Hiring an under qualified person to fill any role in your organization is a risk.  At the higher education level, requiring a degree for a job is a safety net. It’s a way for us to recognize that what we stand for is important. It’s a way to weed out people that don’t honor the value of academic achievement. But we have to admit it is not a qualifier of experience or ability to perform a job.

In my job as a crisis manager, I can tell you that more online crises are initiated by a lack of experience. But does a degree indicate experience or theoretical knowledge?  Would you hire a marketing director without a degree? What if they were a former marketing director at a major company and worked their way up through the ranks over the years? What if they were heads and shoulders above all the rest of the candidates? In that case, doesn’t experience trump the degree? But does a degree ever trump experience? Probably not.
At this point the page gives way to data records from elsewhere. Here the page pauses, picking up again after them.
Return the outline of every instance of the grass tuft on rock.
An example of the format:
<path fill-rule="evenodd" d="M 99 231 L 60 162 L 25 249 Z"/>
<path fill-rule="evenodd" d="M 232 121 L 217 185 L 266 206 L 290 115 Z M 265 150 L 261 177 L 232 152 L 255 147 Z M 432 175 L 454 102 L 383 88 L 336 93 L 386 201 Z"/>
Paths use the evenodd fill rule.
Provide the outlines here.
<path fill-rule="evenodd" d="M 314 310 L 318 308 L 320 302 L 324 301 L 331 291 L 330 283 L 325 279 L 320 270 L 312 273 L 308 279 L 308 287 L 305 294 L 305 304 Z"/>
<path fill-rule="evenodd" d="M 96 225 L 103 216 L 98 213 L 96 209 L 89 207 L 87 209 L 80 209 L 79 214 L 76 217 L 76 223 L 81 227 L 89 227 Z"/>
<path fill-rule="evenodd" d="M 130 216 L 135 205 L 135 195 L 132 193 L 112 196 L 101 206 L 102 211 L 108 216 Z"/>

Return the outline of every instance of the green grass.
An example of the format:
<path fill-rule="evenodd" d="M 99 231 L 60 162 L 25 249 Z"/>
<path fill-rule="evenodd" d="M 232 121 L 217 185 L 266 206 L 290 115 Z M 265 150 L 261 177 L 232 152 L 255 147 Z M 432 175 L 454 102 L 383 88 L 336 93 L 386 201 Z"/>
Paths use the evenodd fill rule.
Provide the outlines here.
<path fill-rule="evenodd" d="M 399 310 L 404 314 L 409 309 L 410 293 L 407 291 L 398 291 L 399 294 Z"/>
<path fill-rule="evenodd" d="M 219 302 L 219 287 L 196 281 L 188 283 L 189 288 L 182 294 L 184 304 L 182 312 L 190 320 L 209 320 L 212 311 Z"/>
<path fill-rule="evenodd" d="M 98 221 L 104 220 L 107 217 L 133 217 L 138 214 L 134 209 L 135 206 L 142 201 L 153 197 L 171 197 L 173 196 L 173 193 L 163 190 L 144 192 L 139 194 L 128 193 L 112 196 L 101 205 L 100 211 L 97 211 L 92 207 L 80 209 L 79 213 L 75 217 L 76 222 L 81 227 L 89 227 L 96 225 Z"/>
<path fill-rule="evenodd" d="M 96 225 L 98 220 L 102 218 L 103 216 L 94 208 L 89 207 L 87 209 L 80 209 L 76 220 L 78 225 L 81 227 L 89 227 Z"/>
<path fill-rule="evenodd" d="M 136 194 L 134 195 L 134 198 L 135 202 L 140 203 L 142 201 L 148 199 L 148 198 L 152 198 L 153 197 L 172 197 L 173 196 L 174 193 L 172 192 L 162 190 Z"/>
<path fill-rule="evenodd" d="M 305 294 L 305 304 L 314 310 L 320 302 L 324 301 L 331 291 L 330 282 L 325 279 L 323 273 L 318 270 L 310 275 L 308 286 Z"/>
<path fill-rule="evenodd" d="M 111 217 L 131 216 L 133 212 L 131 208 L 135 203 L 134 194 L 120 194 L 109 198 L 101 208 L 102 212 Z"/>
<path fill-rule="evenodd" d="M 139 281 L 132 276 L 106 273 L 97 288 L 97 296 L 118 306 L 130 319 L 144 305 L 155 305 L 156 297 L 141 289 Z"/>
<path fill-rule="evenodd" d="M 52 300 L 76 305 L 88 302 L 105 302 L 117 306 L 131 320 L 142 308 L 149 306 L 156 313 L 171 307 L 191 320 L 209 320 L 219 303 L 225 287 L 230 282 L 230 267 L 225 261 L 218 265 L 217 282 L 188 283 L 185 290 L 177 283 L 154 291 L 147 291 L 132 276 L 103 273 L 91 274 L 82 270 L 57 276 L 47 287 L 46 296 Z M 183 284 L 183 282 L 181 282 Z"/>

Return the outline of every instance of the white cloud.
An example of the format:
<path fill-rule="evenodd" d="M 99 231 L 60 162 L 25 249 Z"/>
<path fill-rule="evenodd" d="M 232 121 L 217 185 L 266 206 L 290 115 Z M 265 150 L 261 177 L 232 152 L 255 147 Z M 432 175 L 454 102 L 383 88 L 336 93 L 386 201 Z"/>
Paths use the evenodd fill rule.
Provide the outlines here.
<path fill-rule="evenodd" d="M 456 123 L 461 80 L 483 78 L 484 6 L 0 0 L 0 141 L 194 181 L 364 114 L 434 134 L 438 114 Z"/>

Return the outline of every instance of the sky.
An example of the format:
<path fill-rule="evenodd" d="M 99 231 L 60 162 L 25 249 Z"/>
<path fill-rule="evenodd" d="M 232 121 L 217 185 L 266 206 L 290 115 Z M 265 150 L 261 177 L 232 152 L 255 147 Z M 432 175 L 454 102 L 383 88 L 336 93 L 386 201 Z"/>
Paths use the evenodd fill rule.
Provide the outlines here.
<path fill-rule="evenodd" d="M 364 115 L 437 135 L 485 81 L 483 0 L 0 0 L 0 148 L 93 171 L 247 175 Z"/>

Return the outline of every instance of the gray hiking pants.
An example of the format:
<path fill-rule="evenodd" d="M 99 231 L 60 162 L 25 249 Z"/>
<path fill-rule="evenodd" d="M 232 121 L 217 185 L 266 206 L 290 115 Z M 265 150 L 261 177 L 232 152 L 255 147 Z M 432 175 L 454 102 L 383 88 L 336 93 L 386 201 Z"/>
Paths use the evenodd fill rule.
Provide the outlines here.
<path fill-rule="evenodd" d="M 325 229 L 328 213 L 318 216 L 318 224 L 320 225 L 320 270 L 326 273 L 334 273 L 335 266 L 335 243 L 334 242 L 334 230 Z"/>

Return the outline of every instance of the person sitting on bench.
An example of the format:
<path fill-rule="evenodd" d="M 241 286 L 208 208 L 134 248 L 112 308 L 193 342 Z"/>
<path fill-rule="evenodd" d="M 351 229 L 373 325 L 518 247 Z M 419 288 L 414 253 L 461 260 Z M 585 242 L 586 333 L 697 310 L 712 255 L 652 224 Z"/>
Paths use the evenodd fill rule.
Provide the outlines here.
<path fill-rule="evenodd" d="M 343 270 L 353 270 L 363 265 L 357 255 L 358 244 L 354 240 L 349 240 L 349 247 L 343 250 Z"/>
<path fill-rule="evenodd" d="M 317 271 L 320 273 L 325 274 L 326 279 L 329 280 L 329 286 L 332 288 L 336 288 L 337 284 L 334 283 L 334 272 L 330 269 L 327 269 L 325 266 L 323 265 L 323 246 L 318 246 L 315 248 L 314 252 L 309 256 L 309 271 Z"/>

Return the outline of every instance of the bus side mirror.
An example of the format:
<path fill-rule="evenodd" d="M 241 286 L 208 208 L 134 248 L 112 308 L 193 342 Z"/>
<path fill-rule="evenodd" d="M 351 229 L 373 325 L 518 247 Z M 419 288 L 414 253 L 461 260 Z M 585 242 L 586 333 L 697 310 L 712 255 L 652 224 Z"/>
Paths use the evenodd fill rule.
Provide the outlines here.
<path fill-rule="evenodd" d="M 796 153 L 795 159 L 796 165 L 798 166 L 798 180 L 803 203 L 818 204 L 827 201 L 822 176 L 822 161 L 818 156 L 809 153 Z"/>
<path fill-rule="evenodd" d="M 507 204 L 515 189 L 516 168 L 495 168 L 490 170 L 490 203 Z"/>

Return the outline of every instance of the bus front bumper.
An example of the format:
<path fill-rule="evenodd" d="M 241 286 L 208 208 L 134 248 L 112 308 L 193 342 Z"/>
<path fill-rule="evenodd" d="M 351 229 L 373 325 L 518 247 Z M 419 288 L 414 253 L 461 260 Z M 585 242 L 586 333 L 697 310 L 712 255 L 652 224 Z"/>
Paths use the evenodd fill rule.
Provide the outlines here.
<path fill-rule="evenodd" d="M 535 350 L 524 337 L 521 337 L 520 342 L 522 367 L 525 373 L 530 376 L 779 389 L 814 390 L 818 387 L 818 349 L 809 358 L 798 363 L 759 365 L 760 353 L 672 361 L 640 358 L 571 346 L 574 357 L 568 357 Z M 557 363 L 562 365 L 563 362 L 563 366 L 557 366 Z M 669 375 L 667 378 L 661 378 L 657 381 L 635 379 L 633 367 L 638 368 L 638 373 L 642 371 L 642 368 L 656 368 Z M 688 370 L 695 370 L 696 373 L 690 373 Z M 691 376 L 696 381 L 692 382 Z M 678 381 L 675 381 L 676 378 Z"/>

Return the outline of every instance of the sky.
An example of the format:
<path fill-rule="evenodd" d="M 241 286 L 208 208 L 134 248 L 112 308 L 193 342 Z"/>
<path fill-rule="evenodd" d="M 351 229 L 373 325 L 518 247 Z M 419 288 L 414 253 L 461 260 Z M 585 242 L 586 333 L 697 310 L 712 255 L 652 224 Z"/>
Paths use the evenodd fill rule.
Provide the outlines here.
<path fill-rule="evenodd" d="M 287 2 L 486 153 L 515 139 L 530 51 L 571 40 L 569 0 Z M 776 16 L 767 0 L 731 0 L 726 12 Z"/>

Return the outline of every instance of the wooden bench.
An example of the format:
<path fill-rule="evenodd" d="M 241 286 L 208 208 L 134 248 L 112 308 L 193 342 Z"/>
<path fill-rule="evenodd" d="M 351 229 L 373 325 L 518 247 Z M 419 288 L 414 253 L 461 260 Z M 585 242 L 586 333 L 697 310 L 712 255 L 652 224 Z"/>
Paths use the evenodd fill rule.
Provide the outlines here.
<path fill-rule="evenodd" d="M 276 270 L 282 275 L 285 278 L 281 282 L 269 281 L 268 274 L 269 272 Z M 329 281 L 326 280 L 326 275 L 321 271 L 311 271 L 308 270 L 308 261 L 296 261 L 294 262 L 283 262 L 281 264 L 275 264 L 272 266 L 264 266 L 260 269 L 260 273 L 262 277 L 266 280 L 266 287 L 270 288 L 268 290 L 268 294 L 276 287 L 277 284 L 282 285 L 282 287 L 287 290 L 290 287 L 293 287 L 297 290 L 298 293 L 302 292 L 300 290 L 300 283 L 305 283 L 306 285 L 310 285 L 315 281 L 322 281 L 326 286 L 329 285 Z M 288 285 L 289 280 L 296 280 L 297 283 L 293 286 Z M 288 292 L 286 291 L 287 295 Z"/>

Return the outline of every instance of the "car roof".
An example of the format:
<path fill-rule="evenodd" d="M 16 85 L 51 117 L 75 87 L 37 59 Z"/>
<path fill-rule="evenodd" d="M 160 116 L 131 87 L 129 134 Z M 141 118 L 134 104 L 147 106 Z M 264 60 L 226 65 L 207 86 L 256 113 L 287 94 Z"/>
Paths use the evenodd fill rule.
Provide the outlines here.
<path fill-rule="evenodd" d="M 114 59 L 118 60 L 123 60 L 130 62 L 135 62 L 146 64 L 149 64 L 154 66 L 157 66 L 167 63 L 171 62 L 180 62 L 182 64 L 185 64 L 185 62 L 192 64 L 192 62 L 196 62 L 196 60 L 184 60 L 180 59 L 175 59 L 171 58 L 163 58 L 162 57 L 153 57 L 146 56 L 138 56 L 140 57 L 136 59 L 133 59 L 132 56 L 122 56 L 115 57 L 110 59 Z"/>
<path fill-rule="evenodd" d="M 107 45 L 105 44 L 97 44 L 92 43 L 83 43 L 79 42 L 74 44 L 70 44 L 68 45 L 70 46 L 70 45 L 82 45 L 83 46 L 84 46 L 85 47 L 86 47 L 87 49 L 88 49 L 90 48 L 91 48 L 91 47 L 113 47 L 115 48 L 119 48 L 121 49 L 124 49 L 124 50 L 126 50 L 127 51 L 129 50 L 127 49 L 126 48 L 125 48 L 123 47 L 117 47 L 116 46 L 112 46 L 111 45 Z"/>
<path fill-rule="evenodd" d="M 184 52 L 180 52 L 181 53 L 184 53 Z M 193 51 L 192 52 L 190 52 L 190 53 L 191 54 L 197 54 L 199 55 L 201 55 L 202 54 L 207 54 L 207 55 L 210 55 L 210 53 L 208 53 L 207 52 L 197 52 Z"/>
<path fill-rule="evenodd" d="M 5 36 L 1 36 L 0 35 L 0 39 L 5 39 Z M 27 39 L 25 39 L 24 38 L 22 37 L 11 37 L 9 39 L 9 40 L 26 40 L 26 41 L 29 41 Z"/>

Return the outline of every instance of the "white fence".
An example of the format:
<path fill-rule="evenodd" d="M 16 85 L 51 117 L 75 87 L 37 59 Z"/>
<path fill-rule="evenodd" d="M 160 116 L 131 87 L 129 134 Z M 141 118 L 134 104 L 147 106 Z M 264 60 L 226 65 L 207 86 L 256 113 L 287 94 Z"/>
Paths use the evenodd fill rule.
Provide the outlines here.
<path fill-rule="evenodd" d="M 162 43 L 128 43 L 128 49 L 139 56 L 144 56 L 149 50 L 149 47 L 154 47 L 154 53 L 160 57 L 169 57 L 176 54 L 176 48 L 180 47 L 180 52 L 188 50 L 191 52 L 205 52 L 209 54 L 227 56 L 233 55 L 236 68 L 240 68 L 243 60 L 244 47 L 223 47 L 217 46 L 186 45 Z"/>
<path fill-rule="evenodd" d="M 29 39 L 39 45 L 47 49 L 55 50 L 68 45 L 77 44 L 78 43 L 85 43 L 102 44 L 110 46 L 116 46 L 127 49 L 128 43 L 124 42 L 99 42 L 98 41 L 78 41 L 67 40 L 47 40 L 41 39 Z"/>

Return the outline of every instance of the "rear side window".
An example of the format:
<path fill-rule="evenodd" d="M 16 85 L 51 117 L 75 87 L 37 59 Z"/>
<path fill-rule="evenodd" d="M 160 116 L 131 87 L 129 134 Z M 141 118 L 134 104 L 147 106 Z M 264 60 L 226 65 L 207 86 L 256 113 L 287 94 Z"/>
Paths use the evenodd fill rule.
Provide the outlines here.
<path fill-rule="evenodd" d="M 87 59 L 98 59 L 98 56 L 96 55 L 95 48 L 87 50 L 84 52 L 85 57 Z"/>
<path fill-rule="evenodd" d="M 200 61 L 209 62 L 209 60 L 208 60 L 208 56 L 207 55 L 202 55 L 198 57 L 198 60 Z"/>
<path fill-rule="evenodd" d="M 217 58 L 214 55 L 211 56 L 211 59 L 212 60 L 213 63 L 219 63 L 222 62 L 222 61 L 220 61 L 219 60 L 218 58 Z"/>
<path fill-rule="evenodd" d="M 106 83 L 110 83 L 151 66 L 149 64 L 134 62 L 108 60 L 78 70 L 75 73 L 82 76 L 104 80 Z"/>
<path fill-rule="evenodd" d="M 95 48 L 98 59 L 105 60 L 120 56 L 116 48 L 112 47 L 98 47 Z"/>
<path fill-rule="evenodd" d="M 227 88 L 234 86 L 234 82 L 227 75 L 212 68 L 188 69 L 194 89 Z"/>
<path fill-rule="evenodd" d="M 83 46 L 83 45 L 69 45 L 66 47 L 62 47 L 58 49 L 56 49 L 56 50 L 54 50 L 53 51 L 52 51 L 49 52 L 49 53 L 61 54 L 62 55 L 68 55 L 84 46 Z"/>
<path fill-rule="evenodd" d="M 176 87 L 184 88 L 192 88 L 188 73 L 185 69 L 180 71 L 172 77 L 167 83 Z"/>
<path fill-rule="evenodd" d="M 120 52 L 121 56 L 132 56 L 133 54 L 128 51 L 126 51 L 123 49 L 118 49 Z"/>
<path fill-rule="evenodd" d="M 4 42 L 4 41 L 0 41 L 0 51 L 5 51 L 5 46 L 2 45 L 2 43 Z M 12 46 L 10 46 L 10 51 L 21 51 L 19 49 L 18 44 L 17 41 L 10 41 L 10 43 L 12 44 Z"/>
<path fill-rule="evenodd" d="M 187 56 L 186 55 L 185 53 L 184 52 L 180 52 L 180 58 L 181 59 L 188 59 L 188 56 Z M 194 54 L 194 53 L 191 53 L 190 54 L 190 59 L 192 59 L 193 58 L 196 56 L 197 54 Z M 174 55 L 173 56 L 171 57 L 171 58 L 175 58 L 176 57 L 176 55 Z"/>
On the flip side, what concerns me more is the fact that the social media manager is a throwaway position at many universities. This is the frontline person responsible for your real-time brand messages. Wouldn’t you want someone with more experience than a few short gigs writing freelance web articles? Kathleen Hessert, CEO of Sports Media Challenge, made an interesting statement when asked to identify the alarming trends in how brands used social media in 2012: “Enabling a very young person/professional to be community manager for their social media accounts without understanding that it’s the same as putting an intern behind a microphone to defend your brand.”

Social media managers need experience. Universities (and many brands) are under the false assumption that a social media manager needs to be a kid.  But they need more experience than setting up Facebook ad campaigns. They need to know how to set up measurable goals and how to measure if they’ve hit them, how to wed the social media initiatives to the greater marketing strategy, how to make good mid-course corrections, how to write policy, how to train, how to manage, and most of all, how to monitor social media for potential issues and how to triage those responses.  This is not a job for the inexperienced.

I wish the young person fired at the University of Michigan all the luck in the world. With her experience and energy, I’m sure she’ll have no problem landing the same job at another brand. But the age old question will still nag us. Which is better? Experience or knowledge?

  • cksyme

    I agree, Ken. Unfortunately, I don’t think her resume was very strong either. But, they took a chance on her and she did well until the issue surfaced. I do think academia is enamored with degrees. I can see both sides, but I think you put it well–the proof is in the pudding.

  • Ken

    Chris, the real issue is creating false barriers to entry for a job, that in their own way force people who are qualified for that job to have to lie in order to get it. The proof is in the pudding – the person didn’t have a degree but was good at the job. That’s tell you right there how necessary having a degree was. That’s the real issue. Organizations who employ this philosophy. It’s lazy. It’s perfunctory. It adds no value. But because everyone else does it… well then they do it too.

  • cksyme

    I agree with you both. Lying is unacceptable.

  • Steve Kaiser

    Lying is never acceptable.

  • Rudy

    I think it is obvious that experience gives one knowledge not gained in the classroom. The priceless experience one gains by doing instead of studying should not be missed. But lying to get the job is the real issue here.